At the football game, with the band once more. Being the homecoming game, the entire student body is dressed in school spirit clothes galore, and visiting Marching Band alumni come back to the football stands to talk with their old professors, as well as play in the stands with their old friends once more. The Director herself picks up a snare drum – having always been an expert percussionist – and jams out with current and former students alike.
Then comes halftime, and it’s obvious that none of these fine football spectators know just what goes into making the band. They don’t know about the long hours we spend outside practicing, they don’t know about the frustration, endurance tests, and hard work we undergo. Sure, some of them can imagine so, but some can also not. At the competition football field, everyone quieted down as soon as each competing band entered the field. Here, the rattle only grows louder when music stops blasting over the PA. The band is dressed in their professional uniforms for the occassion, the drum major features a delightful black dress, the Color Guard is looking their best. This is our time to show everyone what we’ve been working so hard towards, another chance to demonstrate our latest marching skills to the public.
Yet, we know for a fact that this crowd could care less about the band. Of course they appreciate that the school has a marching band to lead them in football game halftime shows – but they’re not at the football game to watch a band. They’re not here to watch halftime (which in my opinion, is a waste of a break between quarters). So, what is the function of our performance?

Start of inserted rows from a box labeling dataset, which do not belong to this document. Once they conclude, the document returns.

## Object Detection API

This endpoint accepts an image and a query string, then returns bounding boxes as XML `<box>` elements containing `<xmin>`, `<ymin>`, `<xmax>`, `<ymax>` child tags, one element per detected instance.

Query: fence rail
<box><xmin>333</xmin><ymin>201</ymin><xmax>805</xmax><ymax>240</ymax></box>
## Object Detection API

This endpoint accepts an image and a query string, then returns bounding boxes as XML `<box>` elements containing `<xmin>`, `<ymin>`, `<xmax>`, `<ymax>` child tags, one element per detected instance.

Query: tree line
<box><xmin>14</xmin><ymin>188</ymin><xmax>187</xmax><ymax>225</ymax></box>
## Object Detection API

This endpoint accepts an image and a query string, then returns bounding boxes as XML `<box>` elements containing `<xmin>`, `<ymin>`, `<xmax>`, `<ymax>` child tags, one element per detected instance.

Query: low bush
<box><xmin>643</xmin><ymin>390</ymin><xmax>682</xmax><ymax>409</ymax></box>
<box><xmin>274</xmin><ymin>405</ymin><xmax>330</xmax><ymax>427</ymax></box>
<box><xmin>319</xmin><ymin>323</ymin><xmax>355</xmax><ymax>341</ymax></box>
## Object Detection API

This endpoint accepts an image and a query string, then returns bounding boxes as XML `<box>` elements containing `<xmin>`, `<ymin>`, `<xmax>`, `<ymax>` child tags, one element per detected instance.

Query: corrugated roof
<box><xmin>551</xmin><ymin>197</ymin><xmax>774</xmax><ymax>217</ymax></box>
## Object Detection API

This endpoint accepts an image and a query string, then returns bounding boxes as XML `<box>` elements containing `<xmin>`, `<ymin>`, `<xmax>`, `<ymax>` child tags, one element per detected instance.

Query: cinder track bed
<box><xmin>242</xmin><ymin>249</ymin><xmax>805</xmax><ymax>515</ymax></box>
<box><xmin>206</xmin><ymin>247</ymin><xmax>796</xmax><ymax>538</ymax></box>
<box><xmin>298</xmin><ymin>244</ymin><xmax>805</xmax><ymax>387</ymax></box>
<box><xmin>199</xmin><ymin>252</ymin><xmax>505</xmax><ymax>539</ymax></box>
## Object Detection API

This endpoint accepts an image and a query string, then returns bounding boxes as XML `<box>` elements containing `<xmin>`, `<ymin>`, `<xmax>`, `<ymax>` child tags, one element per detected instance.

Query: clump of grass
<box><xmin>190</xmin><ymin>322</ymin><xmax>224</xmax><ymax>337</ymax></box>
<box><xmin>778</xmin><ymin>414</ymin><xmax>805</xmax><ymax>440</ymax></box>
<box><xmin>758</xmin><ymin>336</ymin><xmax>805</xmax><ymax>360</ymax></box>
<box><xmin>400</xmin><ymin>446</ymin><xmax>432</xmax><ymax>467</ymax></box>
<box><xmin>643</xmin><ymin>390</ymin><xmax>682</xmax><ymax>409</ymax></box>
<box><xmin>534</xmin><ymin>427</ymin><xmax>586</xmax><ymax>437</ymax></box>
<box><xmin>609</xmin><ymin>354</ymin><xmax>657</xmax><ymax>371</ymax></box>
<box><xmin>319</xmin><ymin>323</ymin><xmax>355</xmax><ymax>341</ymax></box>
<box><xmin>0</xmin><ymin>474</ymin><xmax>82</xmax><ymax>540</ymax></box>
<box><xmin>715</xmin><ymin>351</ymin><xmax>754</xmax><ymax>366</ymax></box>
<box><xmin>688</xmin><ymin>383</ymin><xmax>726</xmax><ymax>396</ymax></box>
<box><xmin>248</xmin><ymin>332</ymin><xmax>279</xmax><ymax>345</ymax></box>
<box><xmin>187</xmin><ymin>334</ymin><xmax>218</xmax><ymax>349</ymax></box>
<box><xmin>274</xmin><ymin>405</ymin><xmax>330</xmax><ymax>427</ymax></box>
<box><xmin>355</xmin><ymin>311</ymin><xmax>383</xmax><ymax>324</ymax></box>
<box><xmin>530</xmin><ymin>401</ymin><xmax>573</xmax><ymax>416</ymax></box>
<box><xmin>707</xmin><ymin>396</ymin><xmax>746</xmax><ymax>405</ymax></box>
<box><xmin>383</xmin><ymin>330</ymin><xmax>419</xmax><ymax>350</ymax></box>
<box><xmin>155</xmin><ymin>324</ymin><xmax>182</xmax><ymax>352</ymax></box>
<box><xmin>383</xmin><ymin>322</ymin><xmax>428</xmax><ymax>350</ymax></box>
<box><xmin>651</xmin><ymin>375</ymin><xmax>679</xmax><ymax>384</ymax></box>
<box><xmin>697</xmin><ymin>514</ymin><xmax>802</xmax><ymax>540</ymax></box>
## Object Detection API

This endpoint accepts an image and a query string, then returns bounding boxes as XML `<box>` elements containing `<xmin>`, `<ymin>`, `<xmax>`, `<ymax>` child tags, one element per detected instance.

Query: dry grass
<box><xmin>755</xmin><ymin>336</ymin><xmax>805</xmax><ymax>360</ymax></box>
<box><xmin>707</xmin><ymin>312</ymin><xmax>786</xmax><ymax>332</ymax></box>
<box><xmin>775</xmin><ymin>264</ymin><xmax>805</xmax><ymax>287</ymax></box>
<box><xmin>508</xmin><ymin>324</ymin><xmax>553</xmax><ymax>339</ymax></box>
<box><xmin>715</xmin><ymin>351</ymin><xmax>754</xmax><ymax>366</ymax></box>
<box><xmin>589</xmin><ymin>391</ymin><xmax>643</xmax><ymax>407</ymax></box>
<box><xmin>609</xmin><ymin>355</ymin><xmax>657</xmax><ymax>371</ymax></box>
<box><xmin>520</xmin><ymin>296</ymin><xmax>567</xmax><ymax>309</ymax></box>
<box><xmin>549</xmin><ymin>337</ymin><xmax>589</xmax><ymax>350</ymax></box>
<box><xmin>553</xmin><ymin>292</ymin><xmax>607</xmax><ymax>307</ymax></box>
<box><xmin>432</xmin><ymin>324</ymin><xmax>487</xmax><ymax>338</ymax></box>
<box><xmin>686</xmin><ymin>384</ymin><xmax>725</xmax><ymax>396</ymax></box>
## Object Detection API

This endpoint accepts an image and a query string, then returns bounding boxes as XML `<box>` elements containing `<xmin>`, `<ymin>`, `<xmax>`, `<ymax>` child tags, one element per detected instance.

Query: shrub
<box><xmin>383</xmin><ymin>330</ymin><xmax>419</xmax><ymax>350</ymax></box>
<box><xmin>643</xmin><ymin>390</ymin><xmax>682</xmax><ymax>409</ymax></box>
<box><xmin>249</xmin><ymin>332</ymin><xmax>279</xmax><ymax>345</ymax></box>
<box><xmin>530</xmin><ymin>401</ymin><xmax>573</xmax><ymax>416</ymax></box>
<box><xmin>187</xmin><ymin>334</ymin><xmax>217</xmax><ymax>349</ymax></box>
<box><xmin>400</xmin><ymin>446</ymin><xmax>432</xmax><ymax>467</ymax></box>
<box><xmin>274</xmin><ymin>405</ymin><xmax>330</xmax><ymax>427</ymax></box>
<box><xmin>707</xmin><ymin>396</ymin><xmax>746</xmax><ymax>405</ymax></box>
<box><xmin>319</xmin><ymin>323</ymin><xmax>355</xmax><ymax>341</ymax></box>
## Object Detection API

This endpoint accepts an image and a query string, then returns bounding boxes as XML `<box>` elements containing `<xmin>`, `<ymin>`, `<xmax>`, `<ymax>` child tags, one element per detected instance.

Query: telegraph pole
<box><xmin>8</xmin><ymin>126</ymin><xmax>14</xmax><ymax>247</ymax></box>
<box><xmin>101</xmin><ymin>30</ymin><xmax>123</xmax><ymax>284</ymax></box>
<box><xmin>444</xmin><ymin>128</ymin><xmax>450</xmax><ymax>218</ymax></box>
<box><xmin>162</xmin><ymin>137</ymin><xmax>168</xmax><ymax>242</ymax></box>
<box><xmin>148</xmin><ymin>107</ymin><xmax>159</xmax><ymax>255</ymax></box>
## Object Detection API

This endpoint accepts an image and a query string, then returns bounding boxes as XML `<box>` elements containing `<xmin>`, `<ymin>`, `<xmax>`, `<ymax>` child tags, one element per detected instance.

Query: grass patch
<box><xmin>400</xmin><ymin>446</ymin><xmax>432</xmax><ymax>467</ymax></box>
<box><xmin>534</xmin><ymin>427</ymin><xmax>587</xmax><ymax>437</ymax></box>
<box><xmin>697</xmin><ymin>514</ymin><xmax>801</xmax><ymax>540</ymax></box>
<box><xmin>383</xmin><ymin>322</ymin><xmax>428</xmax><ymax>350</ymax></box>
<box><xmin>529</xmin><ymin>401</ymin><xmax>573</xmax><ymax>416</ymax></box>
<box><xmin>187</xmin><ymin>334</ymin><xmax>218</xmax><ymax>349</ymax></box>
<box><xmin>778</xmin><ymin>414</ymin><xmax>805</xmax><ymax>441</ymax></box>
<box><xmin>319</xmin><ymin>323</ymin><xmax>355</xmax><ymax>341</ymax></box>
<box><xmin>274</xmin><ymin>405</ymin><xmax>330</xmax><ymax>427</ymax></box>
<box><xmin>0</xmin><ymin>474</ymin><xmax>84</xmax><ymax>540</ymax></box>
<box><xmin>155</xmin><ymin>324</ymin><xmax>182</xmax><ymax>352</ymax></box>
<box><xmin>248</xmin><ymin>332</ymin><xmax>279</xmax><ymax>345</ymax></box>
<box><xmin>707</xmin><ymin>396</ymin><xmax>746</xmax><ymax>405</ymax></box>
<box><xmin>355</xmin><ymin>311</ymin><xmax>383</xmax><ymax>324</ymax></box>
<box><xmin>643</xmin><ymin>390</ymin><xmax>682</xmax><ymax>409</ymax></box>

To practice. The crowd that will be watching us is at competitions, at concerts, at college football games. And when a sabre tosser fails to catch her sword; instantly I hear an “Oh!” from the crowd. She knows very well what she’s doing, though, and she quickly picks up the sword with a grace that made it look like the toss was part of the performance. In that instant, I saw the role of disinterested peoples’ ignorance in determination. This isn’t an attack on football game spectators – but the reality is, as I mentioned before, the audience doesn’t know what goes into learning that toss. They haven’t the slightest about how the marching is organized, about the theme behind the three Movements … and yet, it is that very same ineptitude, dare I say, of common people, that keeps the marching band so committed. The simple fact that every brass player, every percussionist, every Color Guard member is out there breaking their backs, doing their best to ensure the best performance yet, knowing full well the crowd knows little to nothing about the virtue, about the hard work that goes into marching – is the most unwavering demonstration of their passion for the sport, of their commitment to their team and their profession.
We exit the football field, our school having won 48 – 8, and our halftime show having been the best performance yet. “Piano Man” plays over the loudspeaker (which in retrospect was a very poor choice of a victory song) as we dawdle towards the buses on our way back home.